Лютиков оторопело вытянул шею. Застыл с поднятой гранатой матрос. У немца в руках не было автомата. Под каской выступало меловое, длинное лицо с тонким носом.
- Плен! - бешено крикнул матрос, показывая немцу гранату. - Давай!.. Ну, скорей, медуза!
Немец, сделав еще шаг, упал, заваливаясь головой через край воронки.
- Плен!.. Хенде хох! - говорил матрос, дергая немца за кисти рук.
А на холме беспорядочно рвались снаряды, яростно взревывали моторы. Дымную пелену, точно снежной метелью, пронизывали нити пулеметных трасс. Два -танка застыли, будто корчились в струях медлительного пламени, еще один стоял накренившись.
Андрей рывком вытащил из пулемета свисающую ленту.
- Все... Нет патронов.
Копылов тряс немца, как-то всхлипывая, силясь подавить нервный бессмысленный смех.
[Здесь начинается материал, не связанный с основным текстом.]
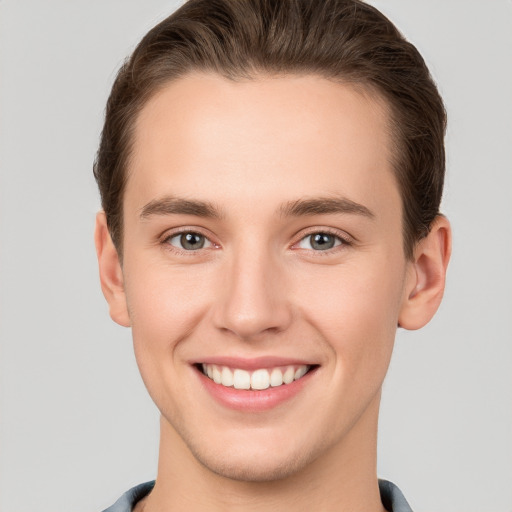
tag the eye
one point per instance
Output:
(189, 241)
(320, 241)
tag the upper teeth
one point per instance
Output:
(258, 379)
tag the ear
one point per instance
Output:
(111, 274)
(426, 276)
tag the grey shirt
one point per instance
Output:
(391, 496)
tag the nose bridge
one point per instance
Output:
(253, 296)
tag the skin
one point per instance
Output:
(259, 288)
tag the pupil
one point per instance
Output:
(322, 241)
(192, 241)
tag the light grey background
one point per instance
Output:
(77, 428)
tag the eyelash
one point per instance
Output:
(344, 241)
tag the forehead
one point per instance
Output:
(272, 136)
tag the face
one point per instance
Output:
(263, 250)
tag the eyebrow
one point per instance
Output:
(170, 205)
(323, 206)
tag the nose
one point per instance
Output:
(253, 298)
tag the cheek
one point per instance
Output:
(355, 308)
(165, 304)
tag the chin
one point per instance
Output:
(259, 469)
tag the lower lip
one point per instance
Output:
(248, 400)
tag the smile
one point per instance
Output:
(259, 379)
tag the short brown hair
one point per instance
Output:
(344, 40)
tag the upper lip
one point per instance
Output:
(251, 364)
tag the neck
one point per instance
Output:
(342, 478)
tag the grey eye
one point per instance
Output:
(189, 241)
(319, 241)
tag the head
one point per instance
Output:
(348, 42)
(270, 174)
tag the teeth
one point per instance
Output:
(241, 379)
(288, 375)
(227, 377)
(258, 380)
(276, 377)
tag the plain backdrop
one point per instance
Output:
(77, 428)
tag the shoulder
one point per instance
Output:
(392, 497)
(128, 500)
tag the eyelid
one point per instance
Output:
(173, 232)
(346, 240)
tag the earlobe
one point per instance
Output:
(111, 274)
(426, 277)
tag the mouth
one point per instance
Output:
(259, 379)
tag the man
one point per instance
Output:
(271, 173)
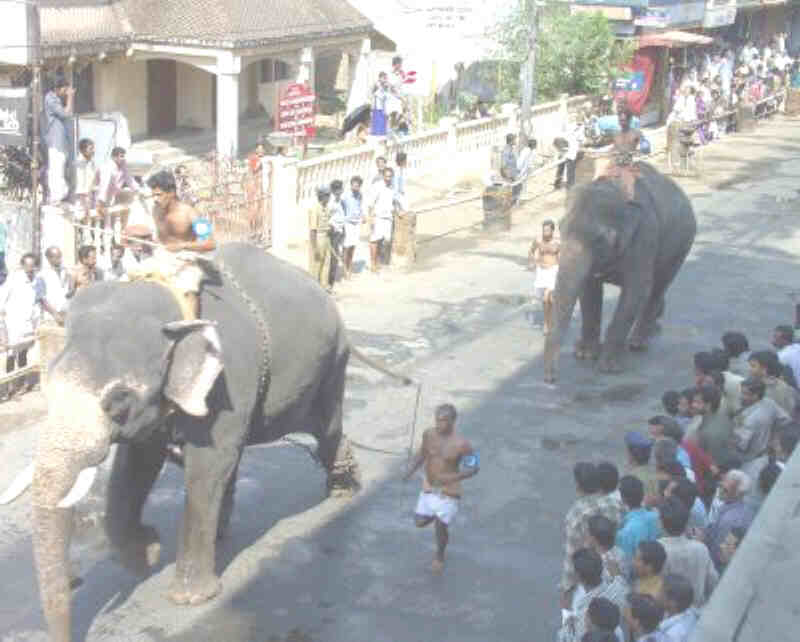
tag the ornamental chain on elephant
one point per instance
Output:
(637, 246)
(268, 360)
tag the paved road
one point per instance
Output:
(299, 567)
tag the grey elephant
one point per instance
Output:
(639, 247)
(270, 360)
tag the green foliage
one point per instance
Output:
(576, 54)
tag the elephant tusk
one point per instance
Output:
(80, 489)
(18, 486)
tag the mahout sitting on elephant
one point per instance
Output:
(132, 372)
(640, 249)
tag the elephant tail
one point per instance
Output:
(379, 366)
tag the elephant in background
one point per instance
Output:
(638, 246)
(271, 360)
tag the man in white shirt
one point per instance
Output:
(114, 178)
(527, 158)
(21, 303)
(382, 201)
(86, 178)
(788, 351)
(57, 284)
(680, 616)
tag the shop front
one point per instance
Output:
(719, 16)
(760, 21)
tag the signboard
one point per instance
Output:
(681, 14)
(611, 13)
(719, 17)
(446, 15)
(630, 81)
(20, 30)
(296, 111)
(653, 18)
(14, 109)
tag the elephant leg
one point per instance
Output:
(633, 298)
(647, 324)
(227, 505)
(208, 471)
(334, 450)
(592, 320)
(136, 468)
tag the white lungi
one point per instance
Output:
(179, 267)
(435, 504)
(545, 278)
(381, 229)
(352, 233)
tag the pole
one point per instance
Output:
(528, 71)
(34, 31)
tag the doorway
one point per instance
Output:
(162, 96)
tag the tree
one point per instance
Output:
(576, 54)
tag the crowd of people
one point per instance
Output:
(720, 78)
(336, 220)
(645, 550)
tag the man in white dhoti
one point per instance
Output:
(21, 304)
(382, 204)
(544, 256)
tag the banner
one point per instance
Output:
(14, 107)
(634, 84)
(296, 111)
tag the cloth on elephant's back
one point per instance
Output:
(175, 271)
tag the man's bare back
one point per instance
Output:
(443, 454)
(175, 228)
(545, 252)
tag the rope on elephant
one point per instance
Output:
(395, 453)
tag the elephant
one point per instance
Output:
(637, 246)
(268, 358)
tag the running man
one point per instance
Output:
(449, 459)
(544, 255)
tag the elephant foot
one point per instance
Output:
(637, 344)
(344, 476)
(140, 551)
(609, 365)
(191, 593)
(587, 351)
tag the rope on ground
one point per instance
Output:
(395, 453)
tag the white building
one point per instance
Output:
(168, 64)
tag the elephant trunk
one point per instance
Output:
(51, 537)
(574, 267)
(76, 437)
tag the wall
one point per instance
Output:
(121, 85)
(194, 97)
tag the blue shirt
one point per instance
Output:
(353, 207)
(54, 123)
(683, 457)
(638, 525)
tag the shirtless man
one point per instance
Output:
(544, 255)
(442, 451)
(180, 230)
(626, 143)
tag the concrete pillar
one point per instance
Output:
(228, 69)
(284, 203)
(306, 73)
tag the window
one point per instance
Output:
(84, 90)
(273, 70)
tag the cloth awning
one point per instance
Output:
(673, 39)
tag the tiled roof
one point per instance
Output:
(229, 23)
(73, 24)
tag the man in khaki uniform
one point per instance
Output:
(319, 246)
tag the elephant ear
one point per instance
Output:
(194, 361)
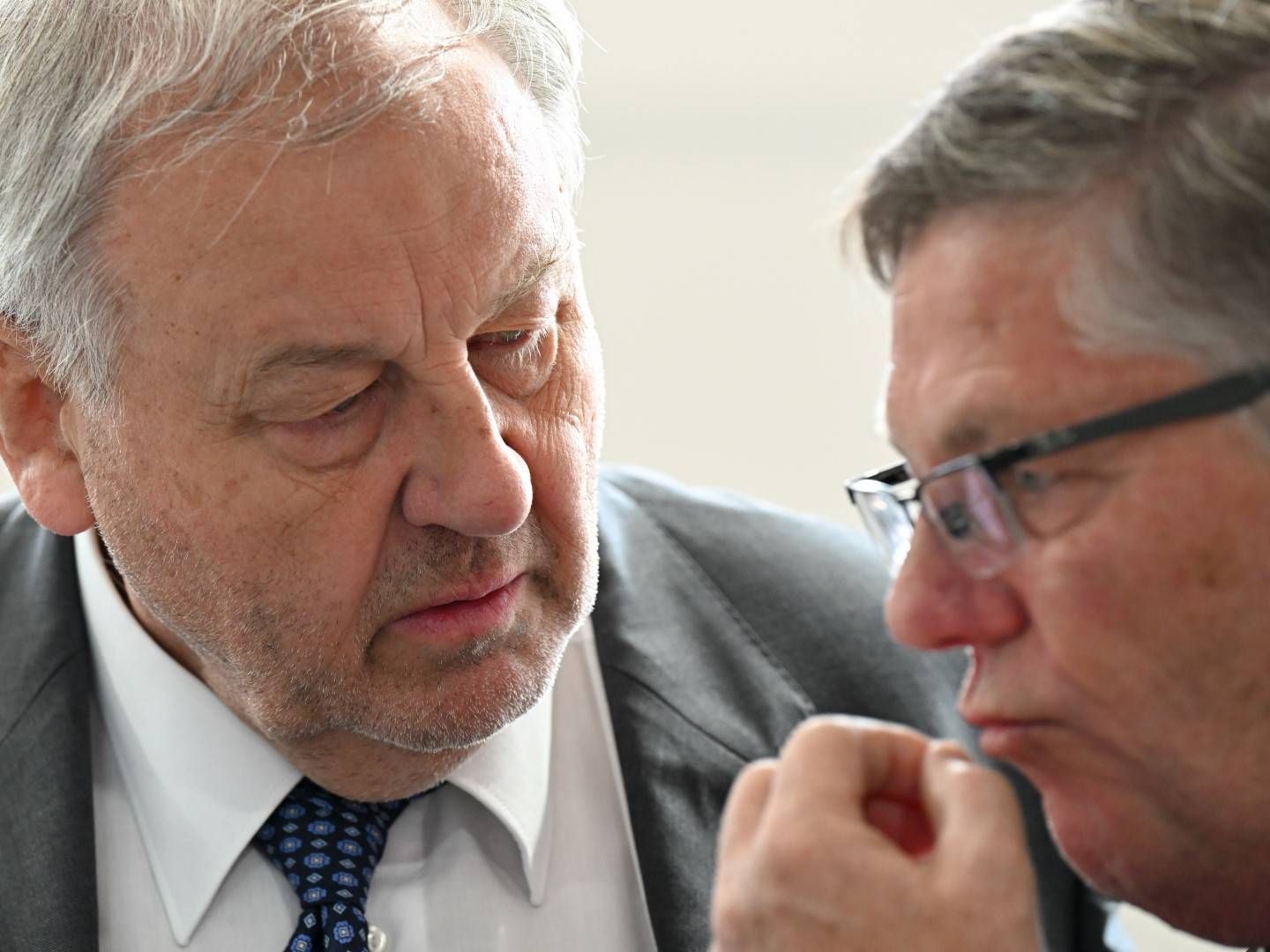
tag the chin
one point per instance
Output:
(467, 704)
(1119, 856)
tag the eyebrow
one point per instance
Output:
(300, 357)
(309, 355)
(969, 435)
(542, 268)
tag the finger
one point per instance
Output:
(834, 763)
(903, 822)
(972, 809)
(743, 814)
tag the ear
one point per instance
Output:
(34, 443)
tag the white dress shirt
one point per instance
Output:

- Так он давно убитый! - мрачно сказал ему Лютиков. - Убитый и шел... Анафема.
На руке немца тикали часы, красная секундная стрелка огибала черный циферблат.
"Девятый час, - подумал Андрей. - Еще не скоро ночь. До чего же длинный этот день!"
- Кажется, в него стреляла, - проговорила Ольга. - Кажется...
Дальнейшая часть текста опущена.